In a quest to save thousands of dollars in claim costs, insurance carriers tend to err on the side of caution and charge exorbitant rates to their first time drivers. That may leave parents wondering if there are any ways to cut costs and still keep their young drivers (and their vehicles) safe from harm. The answer is yes. There are strategies you can employ to keep your rates down somewhat; but don’t expect any big savings for a few years. By then your young driver will be able to establish a track record with your insurer and possibly get their rates cut – if of course, they have managed to stay accident free during that time.
In the meantime, here are a few simple things you can do to help cut car insurance for first time drivers:
- Get your young driver professional driving instruction. Whether they take a certified driver’s education course at their high school or you shell out hundreds for private driving lessons doesn’t really matter. What will make a difference in the eyes of your insurance carrier is that they have taken the time to learn the proper safety measures with some sort of driver’s education and safety instruction.
- Buy a cheap clunker for your teen to drive. This can save you in high insurance costs in several ways:
2. Depending on the condition of your old clunker, you may not need as much coverage (especially when it comes to collision) as you would a newer model
3. Sportier vehicles and SUV’s tend to inspire less safe driving among first time drivers, thus causing more accidents
- Insist on good grades. Not only do better students drive more safely, but they tend to be more responsible behind the wheel and most insurance carriers now acknowledge that with good student / good driving discounts.
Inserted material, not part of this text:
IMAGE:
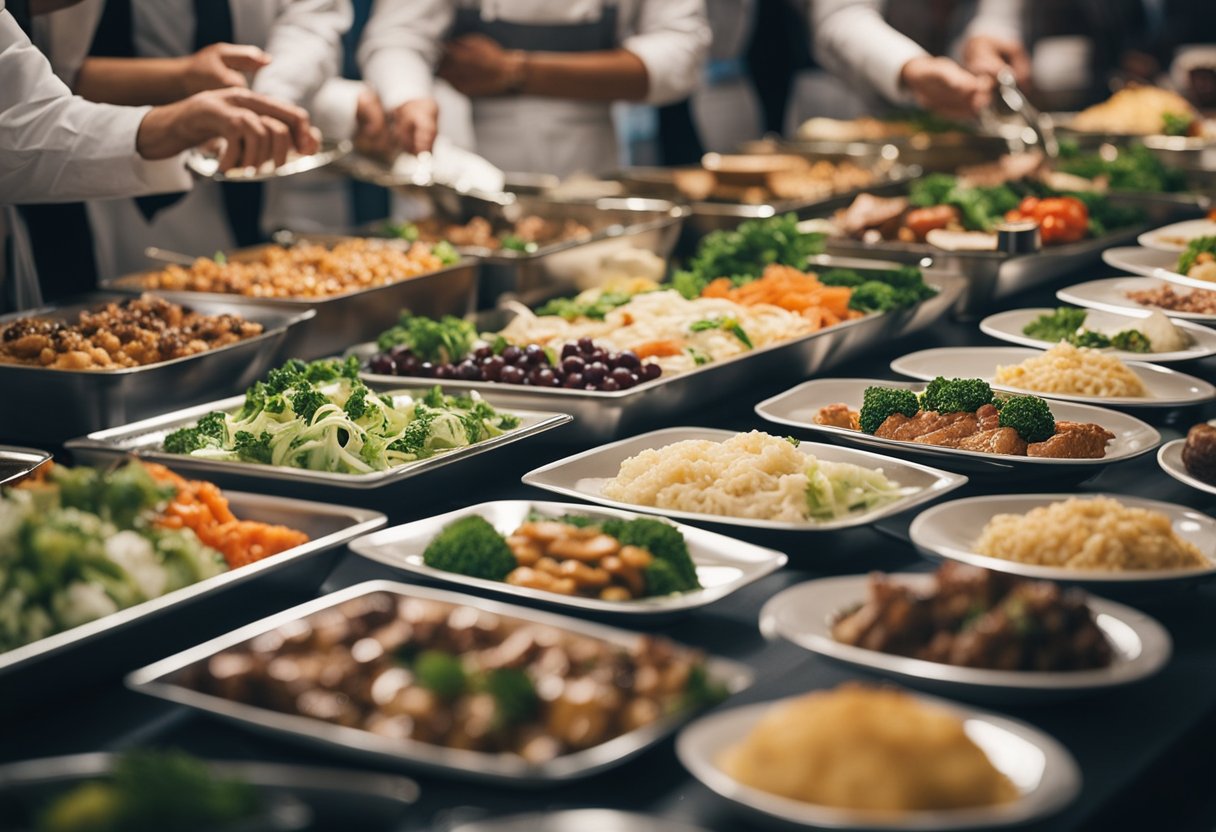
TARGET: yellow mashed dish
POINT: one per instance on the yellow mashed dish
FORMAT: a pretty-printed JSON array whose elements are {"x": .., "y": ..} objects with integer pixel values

- Prohibit talking and texting when behind the wheel. Did you know that a teen driver distracted with a cell phone drives about the same as an adult who is drunk? It’s true. Talking and texting while driving slows down a teen’s response and can cause serious injury and accidents.
- Limit your teen’s driving (at first). Sure, your young driver needs practice to become a better driver, but give them time to ease into this new responsibility. Limit your teen’s solo driving time can help you keep a better eye on poor driving habits; plus you may get a discount from your insurance carrier if they are considered an occasional driver clocking less than 7,000 driving miles per year.
- Increase your deductible. Sure, it will cost you a few hundred dollars more if your teen is in an accident; but compared to the hundreds you will shell out each year on insurance costs, you could save a small fortune – especially if your teen turns out to be a super-safe driver.
- Don’t file a lot of claims. Some people just love to file every little claim they can to get check from their insurance company. This is a bad idea when it comes to also insurance for first time drivers. If they dent the bumper or scratch the floor, who cares? Leave it be or pay to fix it yourself and keep the insurance company out of it. The more claims you file, the higher your rates will become.